Another example is bananas. They are rich in vitamins, biotin, potassium, copper, and fiberwhile being low in sodium and cholesterol.
This is not an everyday food item or something that one can add to the menu for their dogs. Still, it’s undeniable that garbage is a common food source for dogs in the wild.
With every passing day and year, we are adding more and more trash to our environment. Food leftovers are mostly tossed and thrown away. Some people dump them in the woods near their premises.
Furthermore, trash may build up over time due to the activities of wild animals. Wild dogs will naturally take advantage and find food in the trash.
Trash could contain fruit and vegetable peelings, meat, or dead animals as well. As trash starts decomposing on its own, it houses several different types of bacteria as well.
In other words, seemingly useless trash can provide wild dogs with a solid meal.
At the same time, trash can have sharp glass pieces and plastic content, which could be toxic to a dog’s health.
In the wild, where a pond or lake can be easily found, dogs can eat fish as well. While it’s not extremely common, this does occur. Fish is part of a healthy diet for wild dogs.
It is rich in protein and a healthy alternative to other protein sources if wild dogs can’t find any other way to meet their body’s protein requirements.
Besides that, fish is a good source of omega-3 fatty acids. It will also help the wild dogs fight any kind of inflammation in their bodies, as they do not have an owner to bring them to the vet.

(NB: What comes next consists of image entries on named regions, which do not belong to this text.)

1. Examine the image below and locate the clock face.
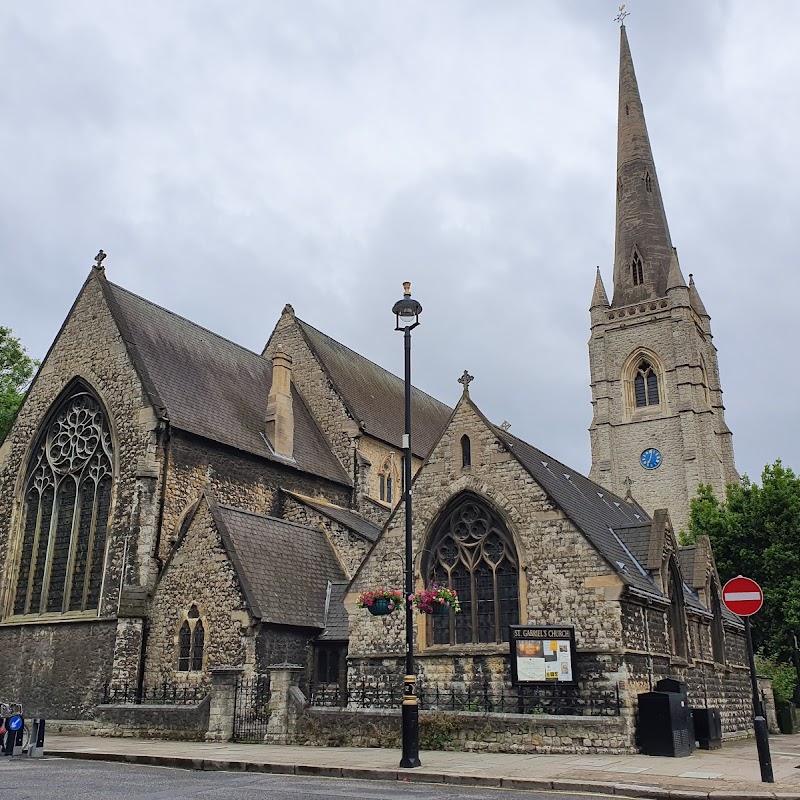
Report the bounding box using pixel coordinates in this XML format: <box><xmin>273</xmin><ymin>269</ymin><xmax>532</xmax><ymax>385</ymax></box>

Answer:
<box><xmin>639</xmin><ymin>447</ymin><xmax>661</xmax><ymax>469</ymax></box>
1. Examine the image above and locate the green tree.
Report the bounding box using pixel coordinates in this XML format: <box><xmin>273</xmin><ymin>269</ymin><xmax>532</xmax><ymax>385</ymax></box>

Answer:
<box><xmin>687</xmin><ymin>459</ymin><xmax>800</xmax><ymax>661</ymax></box>
<box><xmin>0</xmin><ymin>325</ymin><xmax>39</xmax><ymax>442</ymax></box>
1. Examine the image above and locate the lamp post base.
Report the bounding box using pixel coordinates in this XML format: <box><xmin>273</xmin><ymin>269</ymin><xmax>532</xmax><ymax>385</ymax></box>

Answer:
<box><xmin>400</xmin><ymin>697</ymin><xmax>422</xmax><ymax>769</ymax></box>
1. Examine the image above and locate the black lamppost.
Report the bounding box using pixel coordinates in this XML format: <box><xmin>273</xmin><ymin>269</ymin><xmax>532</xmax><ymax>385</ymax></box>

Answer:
<box><xmin>392</xmin><ymin>281</ymin><xmax>422</xmax><ymax>768</ymax></box>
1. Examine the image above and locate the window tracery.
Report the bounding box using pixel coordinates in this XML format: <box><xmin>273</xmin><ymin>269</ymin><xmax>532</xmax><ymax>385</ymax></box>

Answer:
<box><xmin>13</xmin><ymin>387</ymin><xmax>114</xmax><ymax>614</ymax></box>
<box><xmin>423</xmin><ymin>494</ymin><xmax>519</xmax><ymax>644</ymax></box>
<box><xmin>633</xmin><ymin>359</ymin><xmax>661</xmax><ymax>408</ymax></box>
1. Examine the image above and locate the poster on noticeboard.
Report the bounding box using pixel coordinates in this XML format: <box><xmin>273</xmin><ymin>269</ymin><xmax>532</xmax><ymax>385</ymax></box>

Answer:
<box><xmin>509</xmin><ymin>625</ymin><xmax>575</xmax><ymax>686</ymax></box>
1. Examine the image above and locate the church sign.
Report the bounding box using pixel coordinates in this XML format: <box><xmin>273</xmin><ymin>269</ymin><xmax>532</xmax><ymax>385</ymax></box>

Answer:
<box><xmin>510</xmin><ymin>625</ymin><xmax>575</xmax><ymax>686</ymax></box>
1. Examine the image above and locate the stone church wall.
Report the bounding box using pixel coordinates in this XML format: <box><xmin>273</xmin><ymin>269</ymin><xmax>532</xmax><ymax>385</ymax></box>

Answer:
<box><xmin>623</xmin><ymin>602</ymin><xmax>751</xmax><ymax>737</ymax></box>
<box><xmin>262</xmin><ymin>306</ymin><xmax>354</xmax><ymax>468</ymax></box>
<box><xmin>144</xmin><ymin>501</ymin><xmax>253</xmax><ymax>687</ymax></box>
<box><xmin>0</xmin><ymin>276</ymin><xmax>159</xmax><ymax>717</ymax></box>
<box><xmin>283</xmin><ymin>496</ymin><xmax>370</xmax><ymax>577</ymax></box>
<box><xmin>161</xmin><ymin>431</ymin><xmax>350</xmax><ymax>559</ymax></box>
<box><xmin>0</xmin><ymin>620</ymin><xmax>116</xmax><ymax>719</ymax></box>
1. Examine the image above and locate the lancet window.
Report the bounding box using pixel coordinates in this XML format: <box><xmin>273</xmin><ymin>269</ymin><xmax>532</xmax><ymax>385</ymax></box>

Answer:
<box><xmin>378</xmin><ymin>453</ymin><xmax>397</xmax><ymax>505</ymax></box>
<box><xmin>633</xmin><ymin>360</ymin><xmax>661</xmax><ymax>408</ymax></box>
<box><xmin>424</xmin><ymin>493</ymin><xmax>519</xmax><ymax>644</ymax></box>
<box><xmin>178</xmin><ymin>605</ymin><xmax>206</xmax><ymax>672</ymax></box>
<box><xmin>13</xmin><ymin>386</ymin><xmax>114</xmax><ymax>614</ymax></box>
<box><xmin>631</xmin><ymin>250</ymin><xmax>644</xmax><ymax>286</ymax></box>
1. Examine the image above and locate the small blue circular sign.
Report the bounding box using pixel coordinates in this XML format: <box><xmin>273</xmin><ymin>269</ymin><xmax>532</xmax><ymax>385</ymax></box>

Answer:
<box><xmin>639</xmin><ymin>447</ymin><xmax>661</xmax><ymax>469</ymax></box>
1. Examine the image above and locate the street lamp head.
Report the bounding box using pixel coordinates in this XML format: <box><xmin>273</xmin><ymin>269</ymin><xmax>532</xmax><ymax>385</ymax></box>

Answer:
<box><xmin>392</xmin><ymin>281</ymin><xmax>422</xmax><ymax>331</ymax></box>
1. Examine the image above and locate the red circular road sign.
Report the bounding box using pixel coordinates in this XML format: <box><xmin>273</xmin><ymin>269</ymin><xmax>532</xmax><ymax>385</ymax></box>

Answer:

Wild dogs like the smell of fish and they can easily catch it from shallow water. Sometimes dead fish are thrown onto land by the tides.
As wild dogs feed on raw fish, however, their brittle and small bones can be dangerous for them.
Most dogs are foodies by nature. They enjoy eating different varieties of food. By contrast, dogs in the wild have less choice and must find ways to avoid going hungry all on their own.
Additionally, to survive in a competitive environment and protect themselves, their diet has to be nutritious enough to keep them going.
Wild dogs generally prefer to get their proteins from small and large animals, insects, and fish. Fruits provide them with an instant source of energy to stay energetic throughout the day.
They also occasionally consume trash and feces, something that pet owners would never allow for their pets.
In short, dogs in the wild have vast food options on the menu filled with minerals and required proteins.